You are viewing a plain text version of this content. The canonical link for it is here.

Posted to user@kudu.apache.org by "Ray Liu (rayliu)" <ra...@cisco.com> on 2020/07/15 06:41:34 UTC

Master can not rejoin cluster when failed.

We have a Kudu cluster with 3 Masters and 9 tablet servers.
When we try to drop a table with more a thousand tablets the Leader Master crashed.
The last logs for crashed master are a bunch of
W0715 04:00:57.330158 30337 catalog_manager.cc:3485] TS cd17b92888a84d39b2adcad1ca947037 (hdsj1kud005.webex.com:7050): delete failed for tablet 4250e813a29e4ca7a2633c6015c5530d because the tablet was not found.

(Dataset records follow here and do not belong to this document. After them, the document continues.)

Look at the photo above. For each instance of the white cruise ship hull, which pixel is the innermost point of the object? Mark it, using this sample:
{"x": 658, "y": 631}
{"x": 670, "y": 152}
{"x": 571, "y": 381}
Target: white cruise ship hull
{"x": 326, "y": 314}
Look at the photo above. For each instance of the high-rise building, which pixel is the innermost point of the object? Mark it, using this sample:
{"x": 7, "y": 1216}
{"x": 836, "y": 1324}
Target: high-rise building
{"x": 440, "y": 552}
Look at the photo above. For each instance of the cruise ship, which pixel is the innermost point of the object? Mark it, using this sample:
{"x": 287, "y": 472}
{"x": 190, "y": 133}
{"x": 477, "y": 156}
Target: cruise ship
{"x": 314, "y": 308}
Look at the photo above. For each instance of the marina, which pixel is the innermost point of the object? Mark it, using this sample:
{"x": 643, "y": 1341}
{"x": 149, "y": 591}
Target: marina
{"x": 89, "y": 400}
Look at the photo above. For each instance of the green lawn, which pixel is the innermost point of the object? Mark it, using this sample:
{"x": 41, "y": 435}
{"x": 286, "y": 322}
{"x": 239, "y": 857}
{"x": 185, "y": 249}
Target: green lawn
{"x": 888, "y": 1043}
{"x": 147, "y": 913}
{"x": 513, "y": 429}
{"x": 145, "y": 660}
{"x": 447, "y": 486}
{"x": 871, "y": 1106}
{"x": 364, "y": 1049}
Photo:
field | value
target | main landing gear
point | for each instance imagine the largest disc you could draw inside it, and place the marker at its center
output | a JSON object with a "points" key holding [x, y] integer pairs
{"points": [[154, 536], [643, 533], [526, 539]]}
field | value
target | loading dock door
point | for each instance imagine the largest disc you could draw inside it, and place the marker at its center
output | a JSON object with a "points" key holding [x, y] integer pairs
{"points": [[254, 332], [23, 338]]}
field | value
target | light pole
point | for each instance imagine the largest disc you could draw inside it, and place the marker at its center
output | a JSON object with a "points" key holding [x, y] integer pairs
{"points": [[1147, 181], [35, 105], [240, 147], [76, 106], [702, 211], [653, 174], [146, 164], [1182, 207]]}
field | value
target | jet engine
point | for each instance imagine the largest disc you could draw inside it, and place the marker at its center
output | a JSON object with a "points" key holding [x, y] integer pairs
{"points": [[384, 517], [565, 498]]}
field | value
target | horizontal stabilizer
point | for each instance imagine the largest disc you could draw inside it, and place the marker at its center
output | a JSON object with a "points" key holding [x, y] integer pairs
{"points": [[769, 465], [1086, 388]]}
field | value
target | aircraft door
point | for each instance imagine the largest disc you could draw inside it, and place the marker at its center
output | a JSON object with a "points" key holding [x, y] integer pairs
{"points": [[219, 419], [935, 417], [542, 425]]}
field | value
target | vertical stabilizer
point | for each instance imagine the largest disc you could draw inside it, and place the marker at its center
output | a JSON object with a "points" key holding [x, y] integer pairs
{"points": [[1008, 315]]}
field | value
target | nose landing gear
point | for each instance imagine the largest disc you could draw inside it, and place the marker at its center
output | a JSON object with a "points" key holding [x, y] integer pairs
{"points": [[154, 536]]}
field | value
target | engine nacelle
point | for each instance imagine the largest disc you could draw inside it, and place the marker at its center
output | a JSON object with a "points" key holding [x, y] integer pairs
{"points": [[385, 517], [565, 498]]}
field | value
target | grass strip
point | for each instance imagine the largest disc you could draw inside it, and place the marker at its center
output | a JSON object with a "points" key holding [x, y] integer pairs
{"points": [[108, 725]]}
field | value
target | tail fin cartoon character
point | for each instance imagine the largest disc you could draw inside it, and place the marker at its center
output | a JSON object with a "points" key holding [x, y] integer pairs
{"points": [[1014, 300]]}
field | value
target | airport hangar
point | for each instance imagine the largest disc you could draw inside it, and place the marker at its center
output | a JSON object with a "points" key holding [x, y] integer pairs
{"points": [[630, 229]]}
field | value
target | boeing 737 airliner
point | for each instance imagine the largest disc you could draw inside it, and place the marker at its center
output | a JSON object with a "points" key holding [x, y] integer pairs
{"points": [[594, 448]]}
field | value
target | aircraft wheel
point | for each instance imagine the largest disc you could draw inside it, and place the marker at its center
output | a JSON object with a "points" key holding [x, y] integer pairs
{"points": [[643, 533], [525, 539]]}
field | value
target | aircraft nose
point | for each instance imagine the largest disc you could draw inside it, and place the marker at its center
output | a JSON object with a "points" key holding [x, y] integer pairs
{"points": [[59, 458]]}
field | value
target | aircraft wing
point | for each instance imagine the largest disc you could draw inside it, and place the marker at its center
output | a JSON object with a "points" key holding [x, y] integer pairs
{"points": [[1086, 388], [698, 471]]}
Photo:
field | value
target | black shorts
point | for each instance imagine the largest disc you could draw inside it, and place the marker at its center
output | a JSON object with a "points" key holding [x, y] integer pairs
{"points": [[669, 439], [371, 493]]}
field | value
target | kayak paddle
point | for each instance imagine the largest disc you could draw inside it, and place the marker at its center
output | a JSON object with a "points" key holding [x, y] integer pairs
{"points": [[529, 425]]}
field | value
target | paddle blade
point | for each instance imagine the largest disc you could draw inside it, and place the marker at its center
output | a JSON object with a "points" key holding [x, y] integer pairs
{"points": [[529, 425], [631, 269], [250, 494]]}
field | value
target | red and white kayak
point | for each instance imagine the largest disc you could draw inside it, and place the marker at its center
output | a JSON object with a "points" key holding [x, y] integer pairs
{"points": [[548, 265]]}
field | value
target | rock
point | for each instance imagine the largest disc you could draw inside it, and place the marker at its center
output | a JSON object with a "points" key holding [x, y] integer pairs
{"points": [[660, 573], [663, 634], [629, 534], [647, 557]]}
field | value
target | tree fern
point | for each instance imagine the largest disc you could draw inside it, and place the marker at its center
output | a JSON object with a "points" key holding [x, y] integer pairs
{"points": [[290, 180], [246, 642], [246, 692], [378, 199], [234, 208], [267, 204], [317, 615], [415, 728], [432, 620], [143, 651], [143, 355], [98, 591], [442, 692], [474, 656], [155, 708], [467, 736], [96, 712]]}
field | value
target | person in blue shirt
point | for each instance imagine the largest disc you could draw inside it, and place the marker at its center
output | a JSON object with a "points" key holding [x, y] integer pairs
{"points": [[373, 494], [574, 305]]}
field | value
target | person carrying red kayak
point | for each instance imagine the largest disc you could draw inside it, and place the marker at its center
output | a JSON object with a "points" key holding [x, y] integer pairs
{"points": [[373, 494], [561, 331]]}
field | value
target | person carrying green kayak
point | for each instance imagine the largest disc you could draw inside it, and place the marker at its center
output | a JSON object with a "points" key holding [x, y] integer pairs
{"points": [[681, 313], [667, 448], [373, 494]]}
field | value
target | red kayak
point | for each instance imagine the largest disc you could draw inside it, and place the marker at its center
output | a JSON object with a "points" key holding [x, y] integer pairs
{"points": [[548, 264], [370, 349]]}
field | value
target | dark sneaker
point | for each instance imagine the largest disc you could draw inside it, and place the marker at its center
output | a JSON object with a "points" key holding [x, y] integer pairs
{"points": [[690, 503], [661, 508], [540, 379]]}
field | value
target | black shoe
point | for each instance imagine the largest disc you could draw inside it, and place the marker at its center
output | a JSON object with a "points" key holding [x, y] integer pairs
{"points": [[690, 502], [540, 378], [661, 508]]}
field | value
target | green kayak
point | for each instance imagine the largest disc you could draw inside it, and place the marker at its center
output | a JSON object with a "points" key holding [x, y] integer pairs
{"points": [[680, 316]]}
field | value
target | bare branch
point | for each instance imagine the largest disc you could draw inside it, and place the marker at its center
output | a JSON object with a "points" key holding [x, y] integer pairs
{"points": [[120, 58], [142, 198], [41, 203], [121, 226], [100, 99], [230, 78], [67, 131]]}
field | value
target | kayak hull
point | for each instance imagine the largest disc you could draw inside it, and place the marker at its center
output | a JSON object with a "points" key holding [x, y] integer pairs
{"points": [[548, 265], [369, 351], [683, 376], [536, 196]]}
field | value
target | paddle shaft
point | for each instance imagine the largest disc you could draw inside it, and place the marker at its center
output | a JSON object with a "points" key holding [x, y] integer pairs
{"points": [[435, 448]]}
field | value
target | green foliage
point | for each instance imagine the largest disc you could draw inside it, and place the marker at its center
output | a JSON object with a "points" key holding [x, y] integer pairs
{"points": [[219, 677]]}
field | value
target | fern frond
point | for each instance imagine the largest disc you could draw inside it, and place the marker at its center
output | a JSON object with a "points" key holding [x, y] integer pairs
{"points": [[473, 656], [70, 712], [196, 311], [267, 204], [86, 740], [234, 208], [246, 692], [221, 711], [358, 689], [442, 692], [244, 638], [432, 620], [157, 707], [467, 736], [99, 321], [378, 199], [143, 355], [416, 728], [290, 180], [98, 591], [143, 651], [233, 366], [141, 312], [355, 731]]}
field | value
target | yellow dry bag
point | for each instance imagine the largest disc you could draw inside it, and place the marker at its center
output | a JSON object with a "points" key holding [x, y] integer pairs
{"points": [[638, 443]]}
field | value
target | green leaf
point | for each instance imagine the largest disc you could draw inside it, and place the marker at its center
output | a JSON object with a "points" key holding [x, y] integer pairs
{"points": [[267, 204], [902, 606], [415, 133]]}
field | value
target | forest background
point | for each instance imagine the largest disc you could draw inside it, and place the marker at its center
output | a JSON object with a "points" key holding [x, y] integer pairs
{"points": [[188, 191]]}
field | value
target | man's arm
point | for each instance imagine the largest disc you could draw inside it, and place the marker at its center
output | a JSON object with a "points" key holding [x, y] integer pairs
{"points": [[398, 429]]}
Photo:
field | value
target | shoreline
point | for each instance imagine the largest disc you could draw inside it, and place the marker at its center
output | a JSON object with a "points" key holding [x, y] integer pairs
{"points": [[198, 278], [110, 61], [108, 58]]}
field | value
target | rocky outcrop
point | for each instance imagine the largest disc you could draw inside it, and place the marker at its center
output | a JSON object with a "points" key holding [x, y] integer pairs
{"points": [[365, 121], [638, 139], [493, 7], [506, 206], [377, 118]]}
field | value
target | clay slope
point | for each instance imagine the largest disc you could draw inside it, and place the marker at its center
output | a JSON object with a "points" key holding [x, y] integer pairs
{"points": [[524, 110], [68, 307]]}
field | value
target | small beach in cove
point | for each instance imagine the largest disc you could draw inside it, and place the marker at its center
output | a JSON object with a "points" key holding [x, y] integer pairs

No further retry: Not found: Tablet not found: 4250e813a29e4ca7a2633c6015c5530d

Before these delete failed logs, there are many:
W0715 03:59:40.047675 30336 connection.cc:361] RPC call timeout handler was delayed by 11.8487s! This may be due to a process-wide pause such as swapping, logging-related delays, or allocator lock contention. Will allow an additional 3s for a response.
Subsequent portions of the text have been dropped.